I'm also looking forward to giving DH his gifts (waterproof work gloves and a handheld GPS). Not so looking forward to Christmas dinner - it's always a big hoo-ha with too many people and awful food. One day, one day we will have our own house and I will insist on at least once in a while having Christmas dinner there and I will cook it and it will be GOOD. One day...

I hope everyone has a very happy Christmas and gets lots of hugs and cuddles from their little ones!


----------



## DucetteMama21842 (May 11, 2006)

Yes, I totally understand holidays while living with the parents... and being married with kids.

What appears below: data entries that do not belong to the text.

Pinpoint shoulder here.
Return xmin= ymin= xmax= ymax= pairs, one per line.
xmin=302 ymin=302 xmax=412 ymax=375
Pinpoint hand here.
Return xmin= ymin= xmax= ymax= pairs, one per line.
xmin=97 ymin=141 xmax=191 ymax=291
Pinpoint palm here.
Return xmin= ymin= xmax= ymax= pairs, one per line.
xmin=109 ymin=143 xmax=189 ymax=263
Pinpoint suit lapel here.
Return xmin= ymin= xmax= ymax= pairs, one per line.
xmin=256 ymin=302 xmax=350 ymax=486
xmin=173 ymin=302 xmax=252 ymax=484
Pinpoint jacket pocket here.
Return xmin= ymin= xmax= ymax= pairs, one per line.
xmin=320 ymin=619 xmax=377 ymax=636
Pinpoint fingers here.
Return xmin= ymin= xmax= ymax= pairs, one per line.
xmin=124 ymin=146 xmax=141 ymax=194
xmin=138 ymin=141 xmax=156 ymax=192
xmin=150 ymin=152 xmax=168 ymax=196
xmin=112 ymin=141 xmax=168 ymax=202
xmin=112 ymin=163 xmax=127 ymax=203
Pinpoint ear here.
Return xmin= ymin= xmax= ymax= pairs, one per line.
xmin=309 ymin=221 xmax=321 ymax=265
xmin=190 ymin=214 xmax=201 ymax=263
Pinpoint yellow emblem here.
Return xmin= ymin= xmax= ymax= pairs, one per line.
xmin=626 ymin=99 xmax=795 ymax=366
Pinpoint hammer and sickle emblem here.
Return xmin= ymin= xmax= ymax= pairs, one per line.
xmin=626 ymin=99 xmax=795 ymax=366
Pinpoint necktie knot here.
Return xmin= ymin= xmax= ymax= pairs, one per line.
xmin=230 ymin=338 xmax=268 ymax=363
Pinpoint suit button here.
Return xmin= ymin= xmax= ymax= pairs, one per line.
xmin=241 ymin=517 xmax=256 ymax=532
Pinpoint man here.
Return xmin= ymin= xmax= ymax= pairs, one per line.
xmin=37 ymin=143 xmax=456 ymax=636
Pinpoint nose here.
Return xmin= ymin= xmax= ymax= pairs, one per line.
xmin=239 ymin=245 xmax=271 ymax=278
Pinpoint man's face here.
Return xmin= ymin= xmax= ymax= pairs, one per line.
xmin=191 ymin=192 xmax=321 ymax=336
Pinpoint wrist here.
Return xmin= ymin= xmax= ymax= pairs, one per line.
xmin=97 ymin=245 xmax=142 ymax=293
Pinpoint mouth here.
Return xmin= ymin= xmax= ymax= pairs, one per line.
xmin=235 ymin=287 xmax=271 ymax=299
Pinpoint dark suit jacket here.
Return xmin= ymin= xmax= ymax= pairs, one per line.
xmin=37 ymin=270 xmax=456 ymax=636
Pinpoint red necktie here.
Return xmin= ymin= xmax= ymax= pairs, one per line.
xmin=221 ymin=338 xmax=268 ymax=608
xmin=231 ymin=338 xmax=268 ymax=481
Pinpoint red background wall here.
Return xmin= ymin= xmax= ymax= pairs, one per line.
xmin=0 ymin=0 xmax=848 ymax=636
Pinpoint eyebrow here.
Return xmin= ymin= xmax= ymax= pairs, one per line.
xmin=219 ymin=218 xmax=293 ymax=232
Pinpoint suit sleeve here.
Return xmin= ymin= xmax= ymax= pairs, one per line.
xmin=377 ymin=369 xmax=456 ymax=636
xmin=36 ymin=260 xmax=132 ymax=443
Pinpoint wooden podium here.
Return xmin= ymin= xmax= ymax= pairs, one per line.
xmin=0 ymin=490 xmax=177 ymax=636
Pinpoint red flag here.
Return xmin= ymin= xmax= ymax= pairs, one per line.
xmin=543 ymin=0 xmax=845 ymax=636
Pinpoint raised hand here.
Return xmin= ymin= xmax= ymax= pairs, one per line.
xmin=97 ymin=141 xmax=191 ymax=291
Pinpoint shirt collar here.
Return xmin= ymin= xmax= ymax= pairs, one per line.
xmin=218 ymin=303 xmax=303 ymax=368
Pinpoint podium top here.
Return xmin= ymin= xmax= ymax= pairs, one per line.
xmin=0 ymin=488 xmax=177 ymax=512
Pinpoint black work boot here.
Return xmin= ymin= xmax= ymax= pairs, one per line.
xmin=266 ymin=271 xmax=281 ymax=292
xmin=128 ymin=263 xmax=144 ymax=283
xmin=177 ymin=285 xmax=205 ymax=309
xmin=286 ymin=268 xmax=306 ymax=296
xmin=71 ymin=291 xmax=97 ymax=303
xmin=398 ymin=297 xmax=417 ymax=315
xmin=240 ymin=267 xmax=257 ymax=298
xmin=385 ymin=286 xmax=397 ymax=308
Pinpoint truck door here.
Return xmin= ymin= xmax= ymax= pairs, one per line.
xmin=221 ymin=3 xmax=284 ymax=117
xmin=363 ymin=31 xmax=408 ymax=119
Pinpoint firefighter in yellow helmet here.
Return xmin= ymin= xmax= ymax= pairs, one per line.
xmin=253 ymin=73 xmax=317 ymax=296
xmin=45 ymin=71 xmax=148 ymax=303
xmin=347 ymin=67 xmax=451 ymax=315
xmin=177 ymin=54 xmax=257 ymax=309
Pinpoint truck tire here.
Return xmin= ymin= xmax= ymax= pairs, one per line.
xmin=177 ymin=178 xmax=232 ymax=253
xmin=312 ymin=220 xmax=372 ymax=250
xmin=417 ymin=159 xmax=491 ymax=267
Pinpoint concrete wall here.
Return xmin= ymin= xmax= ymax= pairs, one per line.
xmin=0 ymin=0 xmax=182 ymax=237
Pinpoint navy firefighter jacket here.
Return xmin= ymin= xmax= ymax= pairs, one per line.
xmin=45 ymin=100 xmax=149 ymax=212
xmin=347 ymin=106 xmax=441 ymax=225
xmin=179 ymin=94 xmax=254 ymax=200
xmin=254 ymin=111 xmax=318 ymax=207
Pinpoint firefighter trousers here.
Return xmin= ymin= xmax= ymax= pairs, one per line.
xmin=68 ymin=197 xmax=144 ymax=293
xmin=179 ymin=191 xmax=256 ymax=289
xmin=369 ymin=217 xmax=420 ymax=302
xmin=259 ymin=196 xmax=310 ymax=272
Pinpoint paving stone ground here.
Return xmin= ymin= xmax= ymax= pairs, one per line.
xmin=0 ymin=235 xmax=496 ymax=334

I hope everyone has a wonderful holiday and everyone is safe and happy with the ones they love.


----------



## *Amy* (Jun 16, 2004)

_*Merry Christmas*_
*Mamas, DHs, DPs,*
*and babies!!!!!!*


----------



## flapjack (Mar 15, 2005)

And a very merry Christmas to you.

It's almost all over here. FIL has gone back to hospital, and the day passed very smoothly and quietly- apart from Skye's 5 hour tantrum through lack of sleep. Just nice time for Doctor Who and beating dh to a pulp with our brand new family games console.


----------



## spughy (Jun 28, 2005)

Quote:


Originally Posted by *DucetteMama21842* 
Yes, I totally understand holidays while living with the parents... and being married with kids.

I hope everyone has a wonderful holiday and everyone is safe and happy with the ones they love.

Oh, we don't live with the ILs - but we do live in the same town and our place is way too small to host any dinner let alone Christmas.

We just spend most of Christmas day at the IL's. Right now Rowan is passed out on the floor of the study so I am playing computer while she sleeps. (forgot the baby monitor and the study is out of squawking distance)


----------



## barcelona (May 1, 2006)

*MERRY CHRISTMAS!*

hoping everyone is having themselves a merry little christmas
surrounded by the love of your families
and feeling the joy of the season.

may you
eat gingerbread
drink cocoa and mulled wine
sing carols
and watch "it's a wonderful life"!


----------



## MamaFern (Dec 13, 2003)

*happy day everyone!
*
we had a pretty lovely chrsitmas day today... it felt all magicaland fun despite my earlier complaints.. we gave some gifts, recieved some gifts..made a feast and shared it with friends and family... our house feels all cozy and full of lovely things.. and im so in love with the wooden play kitchen we gave them. ill post pictures tomorow..because i so wnat you all to see the knit food i spent hours making









but im still sick and so are timothy and ngaio..elwynn is sniffly now too.







:

he will be 4 in a few hours and im looking forward to a quiet celebration tomorow.. i made a carrot cake tonight for his cake and we have a few gifts and plan to make some crafts and go for a walk in the woods. i want to have a big party, but its so not a great day for getting folks together, so another daywhen christmas maddness is calmed down a bit.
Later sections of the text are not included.